I can’t believe I watched the whole thing!!!! Stayed up til the bitter end of the Super Bowl (or “The American Football Super Bowl” as referred to here), including post-game. In the UK. Till 3:30am. Being a bit bleary-eyed and sleep-deprived (we didn’t have the post-Super Bowl snow day that most of the US mid-west and east coast got), coupled with the fact that David is out of town so it’s just me and the girls, my dinner plans are not at their most inspired. Plus my Tesco grocery delivery doesn’t arrive until tomorrow, so the cupboards and fridge are pretty bare bones.
But dinner isn’t going to make itself, so it’ll be a Frittata Night. Frittata Nights = no meal planned, not a lot of time, not a lot of food in the pantry, still want to feed my family something healthy and not resort to Domino’s delivery.
All you truly need to make Frittata Nights happen are eggs, milk and ideally an onion and some garlic. The rest is up to you. That’s what I love about master recipes like this frittata: they show you the basic technique and amounts, but you add in what you particularly like or have on hand. Tonight I’m throwing in feta cheese, potato, cherry tomatoes, mushrooms and basil. In particular, leftover veggies from the night before make for a nice frittata – so don’t throw those bits away. Frittatas for dinner can be accompanied by a green salad. If you’re making it for breakfast or brunch, serve it with toast.
Here are some other favorite combos:
- potato, bacon, kale and sharp cheddar
- broccoli, tomato, feta and parsley
- asparagus, mushroom and gruyere
- tuna, arugula/rocket, olives and parmesan
- peas, red pepper, ham and mild cheddar or colby jack
Have fun experimenting and know that if you have a hectic day without a lot of time to cook or shop, you can always make it a Frittata Night.
Frittata (serves 4)
Note: This is a master frittata recipe that you can adapt to any tastes or ingredients – it is very forgiving. It’s best if you include a cheese as one of the ingredients as it gives a flavor boost and ensure it doesn’t taste dry. See favorite ingredient combos above.
1/2 cup (120 ml) milk
Salt and pepper
2 tablespoons olive oil
1/2 cup (75 grams) chopped onion (about 1/2 of a medium-sized onion)
1 clove garlic, chopped
2 1/2 cups (600 ml) filling – diced vegetables, shredded cheese, diced cooked meat
Preheat oven to broiler setting.

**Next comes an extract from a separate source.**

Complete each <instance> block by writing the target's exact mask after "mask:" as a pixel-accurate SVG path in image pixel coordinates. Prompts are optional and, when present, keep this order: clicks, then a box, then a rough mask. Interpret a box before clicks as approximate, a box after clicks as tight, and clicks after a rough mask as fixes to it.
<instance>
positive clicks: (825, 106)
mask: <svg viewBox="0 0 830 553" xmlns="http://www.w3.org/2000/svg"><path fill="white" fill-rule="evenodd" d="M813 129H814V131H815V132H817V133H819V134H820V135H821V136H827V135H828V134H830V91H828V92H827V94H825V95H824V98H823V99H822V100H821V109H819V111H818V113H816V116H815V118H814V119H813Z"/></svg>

Whisk eggs, milk and a pinch of salt and pepper in a medium-sized bowl. If using cheese, stir into the egg mixture (I usually add about a 1/2 cup cheese). Set aside.
In a 10″nonstick, oven-safe skillet, heat the olive oil and onion over medium heat, stirring occasionally. When onions begin to get translucent, after about 5 minutes, add garlic and cook for 1 minute, closely monitoring heat to avoid browning. Add any vegetables, starting with those that take longer to soften (i.e. potatoes, carrots). Cook over medium heat, adding any additional vegetables and/or meat, until softened and warmed through.

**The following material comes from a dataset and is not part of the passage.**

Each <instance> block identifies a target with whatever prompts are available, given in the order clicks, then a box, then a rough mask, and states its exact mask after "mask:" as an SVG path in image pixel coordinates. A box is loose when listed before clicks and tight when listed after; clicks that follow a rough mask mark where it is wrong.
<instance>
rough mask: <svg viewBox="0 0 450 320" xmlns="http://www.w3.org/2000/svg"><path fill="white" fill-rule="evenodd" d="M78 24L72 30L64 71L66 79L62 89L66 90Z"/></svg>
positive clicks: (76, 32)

Increase heat to medium-high. Add egg mixture and stir. Once the bottom is beginning to set (you can tell by lifting up the side with a spatula), go around the side of the skillet with a spatula, lifting the sides, allowing the uncooked egg mixture to flow under. Continue doing this until the frittata is mostly cooked, but the top is still wet. Remove skillet from stove and place in the oven under the broiler for 2-3 minutes, until the top is lightly browned. Remove from the oven and let sit for 5 minutes.
Place a large plate (must be larger than the skillet) atop the skillet. Holding it firmly in place against the skillet, flip the skillet over and set plate on counter top. Gently ease the frittata out of the skillet – it should slip quite easily onto the plate; if not, help it out with a spatula. Cut into wedges and serve.